What if foreplay was twenty-four/seven? What if we labeled successful foreplay as something that lasted twenty-four hours every day? The foreplay and intimacy I want us to talk about here are not overtly sexual in nature but can absolutely can lead to an improved sex life in your marriage.
Nancy oversees the running of our home, especially on the inside. If something goes out, she gets the repairman. She is good at this and being in real estate, she usually knows the best people to call. There are things in the house that she wants to do. Most of them involve cleaning something the way she wants it to be cleaned. No problem. The thing she does not like to do by herself is make the beds. So if I am proactive and offer to help her or, even better, if I make the beds for her, that is foreplay. It is not sexual at all but it shows love, care, and concern, which makes her feel loved. The more loved she feels, the more she is drawn to me. If I am consistently conscious of things I can do to make her day easier, that is foreplay and builds intimacy. Do you know what else happens? The more I do for her, the more she does for me.

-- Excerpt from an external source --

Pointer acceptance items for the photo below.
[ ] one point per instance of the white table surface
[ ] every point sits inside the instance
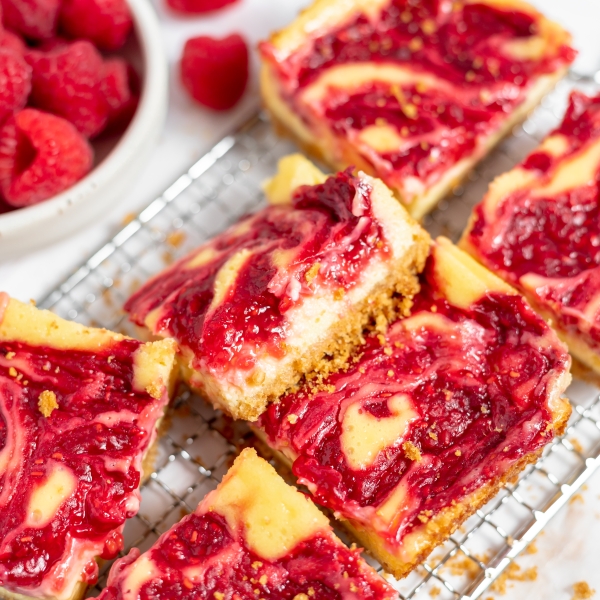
(569, 550)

Think about it this way. What if you consistently put your spouse’s needs in front of yours? What if you did everything you could to make their day easier? What if you took a little time out of your workday to text “I love you” to your spouse? What if you planned a date for the two of you? If you consistently live your life this way, your marriage will be better and most likely your sex life will be better too. It may even be a lot better!
My challenge to you is to not accept anything less than this in your marriage. Make foreplay last twenty-four/seven. Make it your lifestyle. Know that God has given you each other to love and to cherish and that the sexual relationship in your marriage is a gift from God to both of you!